1. ## HELP differentation

i have derivered the equation 340sinwt in respect of t to 340wcoswt then i need 2 do the 2nd derivative i did the and got -340w^2*sinwt when iput t=0.005 in the equation the final answer should be 340 but i get a negative number in the equation w=100Pie

2. Originally Posted by mitch8726
i have derivered the equation 340sinwt in respect of t to 340wcoswt then i need 2 do the 2nd derivative i did the and got -340w^2*sinwt when iput t=0.005 in the equation the final answer should be 340 but i get a negative number in the equation w=100Pie

Let me see if I have this

$f(t)=340\sin(\omega t)$

$f'(t)=340 \omega \cos(\omega t)$

$f''(t)=-340 \omega ^{2} \sin(\omega t)$

Now we evaluate at t=0.005 and get

$f''(0.005)=-340 \omega ^{2} \sin(0.005 \omega )$

I don't understand what you want/need to do from here.

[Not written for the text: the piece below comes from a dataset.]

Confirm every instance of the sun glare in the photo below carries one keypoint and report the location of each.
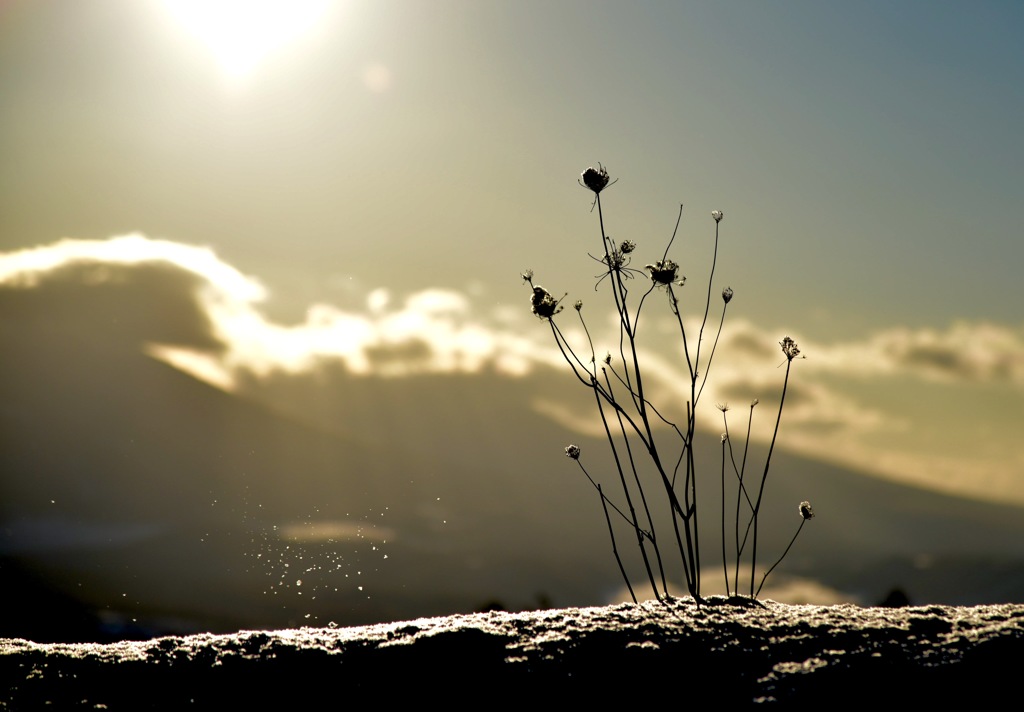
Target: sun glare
(242, 33)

Are you given that $\omega = 100 \pi$? or trying to deduce that?

P.S. $\pi$ is pi, pie is dessert.

3. i was given that w=100pi i have worked out that the graph has a rate of change 0 at t=0.005 but have to find out the maximum which i already know is 340 i just cant get it to work

4. Originally Posted by mitch8726
i was given that w=100pi i have worked out that the graph has a rate of change 0 at t=0.005 but have to find out the maximum which i already know is 340 i just cant get it to work
To find the maximum of a fundtion you find the critical values of the first derivatve by setting it equal to zero.

$0=340 \omega \cos(\omega t) \iff \cos(\omega t)=0 \iff \omega t =\cos^{-1}(0)$

$\omega t =\frac{\pi}{2}+\pi k, \mbox{ where } k \in \mathbb{N} \iff t=\frac{(2k+1)\pi }{2 \omega}$

If we can use the 2nd derivative test to see if this is a max or a min so we get

$f''\left( \frac{(2k+1)\pi }{2 \omega} \right)=-340 \omega ^{2} \sin\left( \frac{(2k+1)\pi }{2} \right)=-340\omega^{2}(-1)^k=340\omega(-1)^{k+1}$

Now if k is even $f''$ is negative so its a max, if k is odd $f''$ is postive so its a min

Plugging our critical value into the f we get

$
f(\frac{(2k+1)\pi }{2 \omega})=340\sin\left( \frac{(2k+1)\pi }{2 } \right)=340(-1)^k
$

From our prevoius observation we know that max occurs when k is even and the min when k is odd.

I hope this helps.

Good luck.